STOCHASTIC COASTAL/REGIONAL UNCERTAINTY MODELLING (SCRUM) 2:
CONSISTENCY, RELIABILITY, PROBABILISTIC FORECASTING, AND CONTRIBUTION TO CMEMS ENSEMBLE DATA ASSIMILATION
PI and organization: S. Sarantis (Univ. of Athens)
Co-Is: V. Vervatis (Univ. of Athens), M Kailas (Univ. of Athens), P. de Mey (CNRS/LEGOS), N, Ayoub (CNRS/LEGOS)

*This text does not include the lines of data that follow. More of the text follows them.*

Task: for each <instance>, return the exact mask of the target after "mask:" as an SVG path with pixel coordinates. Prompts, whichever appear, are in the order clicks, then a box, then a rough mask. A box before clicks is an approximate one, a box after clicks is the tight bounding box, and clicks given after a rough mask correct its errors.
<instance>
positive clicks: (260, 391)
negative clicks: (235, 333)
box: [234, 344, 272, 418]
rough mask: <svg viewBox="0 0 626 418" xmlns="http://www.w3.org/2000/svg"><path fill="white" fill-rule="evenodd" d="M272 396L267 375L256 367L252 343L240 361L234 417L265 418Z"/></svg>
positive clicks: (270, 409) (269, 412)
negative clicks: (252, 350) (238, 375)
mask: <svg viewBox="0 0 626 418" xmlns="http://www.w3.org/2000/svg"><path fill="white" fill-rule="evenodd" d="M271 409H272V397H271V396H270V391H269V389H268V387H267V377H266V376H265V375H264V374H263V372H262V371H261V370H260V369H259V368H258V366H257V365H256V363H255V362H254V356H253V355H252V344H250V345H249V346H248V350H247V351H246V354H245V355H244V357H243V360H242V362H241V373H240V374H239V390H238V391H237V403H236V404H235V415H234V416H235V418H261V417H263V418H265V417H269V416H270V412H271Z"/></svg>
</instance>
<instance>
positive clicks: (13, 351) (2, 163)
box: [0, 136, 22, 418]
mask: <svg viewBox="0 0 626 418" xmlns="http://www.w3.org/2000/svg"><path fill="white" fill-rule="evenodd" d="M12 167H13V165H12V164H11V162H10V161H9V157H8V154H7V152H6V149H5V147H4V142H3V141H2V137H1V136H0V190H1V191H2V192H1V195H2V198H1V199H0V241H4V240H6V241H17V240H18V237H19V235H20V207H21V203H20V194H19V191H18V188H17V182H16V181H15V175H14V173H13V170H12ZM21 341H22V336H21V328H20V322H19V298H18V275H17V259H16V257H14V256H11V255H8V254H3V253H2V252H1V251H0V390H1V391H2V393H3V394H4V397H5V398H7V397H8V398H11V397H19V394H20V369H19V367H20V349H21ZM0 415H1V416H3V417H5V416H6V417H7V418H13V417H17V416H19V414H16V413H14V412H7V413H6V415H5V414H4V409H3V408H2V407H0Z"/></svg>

Abstract: The work proposed here builds upon, and expends, the previous Service Evolution SCRUM project. It aims at strengthening CMEMS in the areas of regional/coastal ocean uncertainty modelling, Ensemble consistency verification, Ensemble probabilistic forecasting, and Ensemble data assimilation. The work is based on stochastic modelling of ocean physics and biogeochemistry, in the context of coastal/regional Ensemble Data Assimilation (EDA) forecasting systems, and includes methods suitable to assess the reliability of Ensembles in probabilistic assimilation systems. The project is designed for the Service Evolution framework within “Batch 5: cross-cutting developments on observation, assimilation and product quality improvements”. In a first step, we will revisit Ensemble generation and sensitivity analysis approaches by accounting for the age of errors and considering the oceanic response to atmospheric Ensembles. In a second step, we will (1) perform and expand our Ensemble consistency analysis to correlated observational errors, and (2) develop methods to assess the reliability of Ensembles in probabilistic assimilation systems. In addition, we wish to link this project to ongoing separate projects aimed at bringing practical improvements to the design of Ensemble data assimilation schemes. Finally, we wish to contribute to the CMEMS DA team guidance in support of upcoming decisions regarding the evolution of regional/coastal data assimilation schemes in CMEMS, engaging external experts.